Entity Type Classification: When spaCy isn’t confident, BERT classifies ambiguous entities
Relationship Extraction: BERT identifies relationships between entities in context

The BERT implementation leverages our multi-task training framework from the experiments:

# Simplified version of our BERT integration
class CyberEntityBERT:
    def __init__(self):
        self.model = AutoModel.from_pretrained("umbrix/cyber-entity-bert")
        self.tokenizer = AutoTokenizer.from_pretrained("umbrix/cyber-entity-bert")
       
    def classify_entity_context(self, text, entity):
        """Classify entity type based on surrounding context"""
        # Encode text with entity markers
        marked_text = text.replace(entity, f"[ENTITY]{entity}[/ENTITY]")
        inputs = self.tokenizer(marked_text, return_tensors="pt", truncation=True)
       
        with torch.no_grad():
            outputs = self.model(**inputs)
            predictions = torch.nn.functional.softmax(outputs.logits, dim=-1)
           
        return self._decode_predictions(predictions)

Tier 4: LLM for Complex Reasoning (Selective)
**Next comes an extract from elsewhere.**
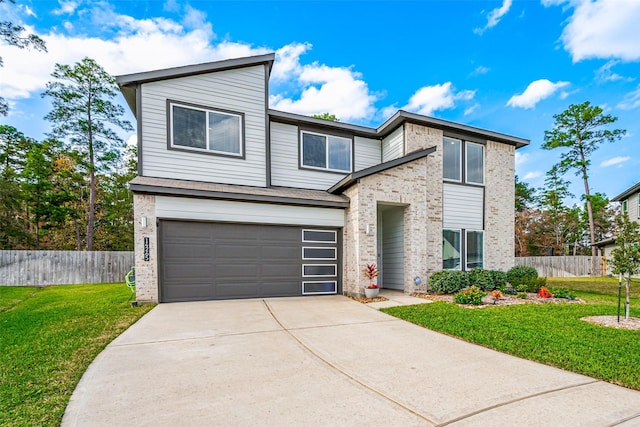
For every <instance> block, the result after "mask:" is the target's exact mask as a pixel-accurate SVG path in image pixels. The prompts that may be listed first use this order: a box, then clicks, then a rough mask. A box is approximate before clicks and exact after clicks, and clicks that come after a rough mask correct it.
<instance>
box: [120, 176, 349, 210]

Only the most ambiguous or complex cases make it to LLM processing now. We’re talking about:

Novel threat actor attribution requiring reasoning
Complex attack chain analysis
Zero-day vulnerability impact assessment

This selective approach reduced our LLM costs by approximately 94% while maintaining extraction quality above 92% compared to pure DSPy. Unfortunately, as a student these costs are unsustainable, so I disabled this feature extraction.

The Graph Management Challenge

Another issue that emerged was that my Graph Librarian agent was being too aggressive in creating entity connections. The graph was becoming overly connected - too many relationships were being inferred, which reduced the signal-to-noise ratio.
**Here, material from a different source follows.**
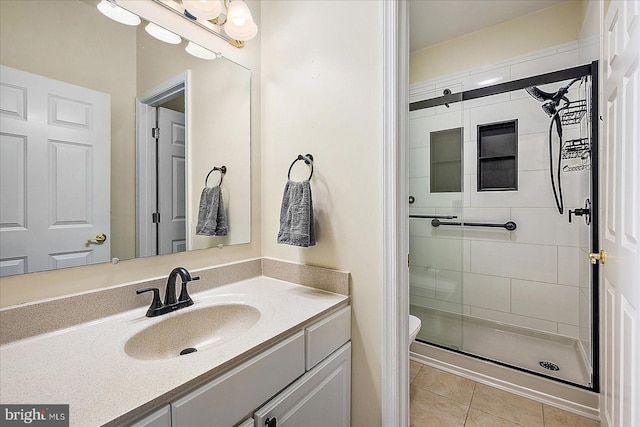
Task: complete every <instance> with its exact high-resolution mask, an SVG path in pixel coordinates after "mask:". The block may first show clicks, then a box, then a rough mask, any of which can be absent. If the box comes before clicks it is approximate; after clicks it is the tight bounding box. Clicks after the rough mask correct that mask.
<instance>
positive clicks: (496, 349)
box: [411, 306, 591, 387]
mask: <svg viewBox="0 0 640 427" xmlns="http://www.w3.org/2000/svg"><path fill="white" fill-rule="evenodd" d="M411 314H413V315H414V316H418V317H419V318H420V319H421V321H422V328H421V330H420V333H419V334H418V337H417V341H419V342H423V343H426V344H436V345H439V346H442V347H447V348H450V349H452V350H456V351H460V352H462V353H466V354H469V355H474V356H480V357H482V358H485V359H489V360H493V361H496V362H500V363H503V364H507V365H511V366H514V367H517V368H521V369H525V370H527V371H531V372H535V373H539V374H542V375H546V376H549V377H553V378H558V379H561V380H564V381H568V382H571V383H574V384H579V385H582V386H585V387H586V386H589V385H590V381H591V378H590V372H589V369H587V367H586V366H585V361H584V359H583V357H582V355H581V352H580V346H579V341H578V340H577V339H574V338H570V337H564V336H560V335H554V334H549V333H545V332H538V331H533V330H531V329H526V328H520V327H516V326H512V325H507V324H503V323H499V322H493V321H489V320H484V319H478V318H474V317H469V316H463V315H458V314H453V313H448V312H444V311H440V310H434V309H429V308H424V307H418V306H411ZM541 362H542V363H541ZM541 365H544V366H546V368H545V367H543V366H541ZM554 365H555V366H554ZM555 367H558V368H559V370H553V369H554V368H555ZM549 368H552V369H549Z"/></svg>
The solution came from implementing a confidence-weighted relationship scoring system:

class EnhancedGraphLibrarian:
    def __init__(self):
        self.relationship_threshold = 0.7
        self.co_occurrence_window = 150  # tokens
       
    def score_relationship(self, entity1, entity2, context):
        """Score potential relationship based on multiple factors"""
        scores = {
            'proximity': self._calculate_proximity_score(entity1, entity2, context),
            'semantic': self._calculate_semantic_similarity(entity1, entity2),
            'temporal': self._calculate_temporal_correlation(entity1, entity2),
            'type_compatibility': self._check_relationship_validity(entity1.type, entity2.type)
        }
       
        # Weighted average with type compatibility as a gate
        if scores['type_compatibility'] < 0.3:
            return 0.0
           
        weighted_score = (
            scores['proximity'] * 0.3 +
            scores['semantic'] * 0.4 +
            scores['temporal'] * 0.3
        )
       
        return weighted_score

From this perspective, I figured it was a good time to use LLMs to analyze my system architecture and research state-of-the-art approaches from adjacent fields - particularly medical research entity extraction, biomedical text analysis, and ML pipelines. The goal was to build something that’s both:

More efficient (lower cost, higher throughput)
More accurate (better precision in entity extraction and relationship inference)
Better at graph management (quality over quantity in connections)

Current State and Next Steps

This brings us to where we are now. We’re implementing a hybrid approach that combines the aforementioned techniques and a new correlation analysis module that tracks entity relationships across time. For now, we will keep working and plan to release more details on our platform soon.